Canadian artist (born 1981)

Amelia Alcock-White (born 1981) is a Canadian artist based in Vancouver.

==Career==
Alcock-White studied fine art at Vancouver Island University, Emily Carr University of Art and Design and with American Realist painter Bo Bartlett in Columbus, Georgia. She is known for her oil paintings depicting water, myths, philosophy, and the British Columbia Coast.

Her work has been described as a "passionate collection of paintings that explore rebirth, identity, history, and humanity's origins." Her work is "characterized by an elegant balance between mythical and realistic imagery. The tightly woven, reflective waters of her canvases are overlaid with figurative narratives and the result is a body of work that is both beautiful and, at times, haunting." Her style has also been described as a combination of representationalism, realism and naturalism, and "takes the form of illustrational depictions of happiness using stylized, personal exaggerations and distortions...an ideal romantic world in which she is both instigator and willing participant." Her work has been published in a catalogue showcasing her paintings. In a 2016 curatorial essay Laura Schneider wrote, "Alcock-White's work uses water almost exclusively as a metaphorical backdrop for human experience. It is a thematic device through which the artist articulates her personal and spiritual journey and explores her relationships with place, family and the environment.

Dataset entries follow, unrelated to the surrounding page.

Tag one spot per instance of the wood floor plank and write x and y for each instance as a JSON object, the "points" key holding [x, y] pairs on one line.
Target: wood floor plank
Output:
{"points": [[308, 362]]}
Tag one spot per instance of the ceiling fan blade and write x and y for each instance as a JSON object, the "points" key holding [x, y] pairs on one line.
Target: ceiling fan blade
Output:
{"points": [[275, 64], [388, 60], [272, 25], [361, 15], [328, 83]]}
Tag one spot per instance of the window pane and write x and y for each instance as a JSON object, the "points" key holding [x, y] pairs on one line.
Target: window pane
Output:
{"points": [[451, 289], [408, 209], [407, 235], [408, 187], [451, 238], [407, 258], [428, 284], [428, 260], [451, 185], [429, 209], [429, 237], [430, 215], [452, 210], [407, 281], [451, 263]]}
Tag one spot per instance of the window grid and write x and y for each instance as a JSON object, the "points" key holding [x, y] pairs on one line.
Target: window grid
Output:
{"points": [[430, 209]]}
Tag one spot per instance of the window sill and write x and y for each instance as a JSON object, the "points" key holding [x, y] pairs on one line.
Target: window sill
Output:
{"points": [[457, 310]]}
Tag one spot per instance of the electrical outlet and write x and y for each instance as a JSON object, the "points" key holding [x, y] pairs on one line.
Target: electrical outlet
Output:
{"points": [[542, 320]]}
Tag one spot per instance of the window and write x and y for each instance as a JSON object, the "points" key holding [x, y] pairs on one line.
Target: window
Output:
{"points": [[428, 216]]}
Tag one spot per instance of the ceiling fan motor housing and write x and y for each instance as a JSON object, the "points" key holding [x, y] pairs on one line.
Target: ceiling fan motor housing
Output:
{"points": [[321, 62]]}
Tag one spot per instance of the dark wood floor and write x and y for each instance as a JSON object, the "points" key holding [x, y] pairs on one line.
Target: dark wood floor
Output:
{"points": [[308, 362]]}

Water is the universal bond, connecting us with ourselves, each other and the natural world in the artist's images of hope for transformation and renewal."

Alcock-White has appeared on CBC National Radio and television, Urban Rush. Her work has been discussed and reviewed in The Globe and Mail, Western Living, Juxtapoz Art & Culture Magazine, Galleries West., Notable Magazine., Canadian Art, Empty Kingdom, Hyperallergic, The Commentary, Installation Magazine, Hot Art Wet City. Creative Boom. An Artist Monograph was published in 2016 by The Reach Gallery Museum,

Alcock-White's work is found in many collections and has been exhibited internationally and across Canada including in the Vancouver Art Gallery, and the Canada Council Art Bank. Solo exhibitions include Opener, Simon Patrich Gallery 2004, The Art of Staying Afloat, Gallery O Contemporary 2007, Water Born, Petley Jones Gallery 2012 Accompanied with the limited edition publication, Water Born, Solitudes Petley Jones Gallery 2014, a public art museum with The Ripple Effect, The Reach Gallery Museum 2016. Art in Action 2019, Petley Jones Gallery, Slip Stream 2020, Petley Jones Gallery. Her work has been included in group exhibitions in Los Angeles, San Francisco, Toronto, and New York and featured in Identity, TEDx Vancouver Art Exhibition Alcock-White was awarded an artist-in-residence at the Pouch Cove Foundation, and exhibition Water at the James Baird Gallery (St John's, Newfoundland) 2022.

Alcock-White donates art to non-profit organizations including Shanti Uganda, Vancouver Aquarium, Art for life, the David Suzuki Foundation, The Yellow Point Ecological Society and Our Living Waters. A recent project is "Painting for Change", an art campaign for ocean conservation. Alcock-White is represented by the Petley Jones Gallery in Vancouver.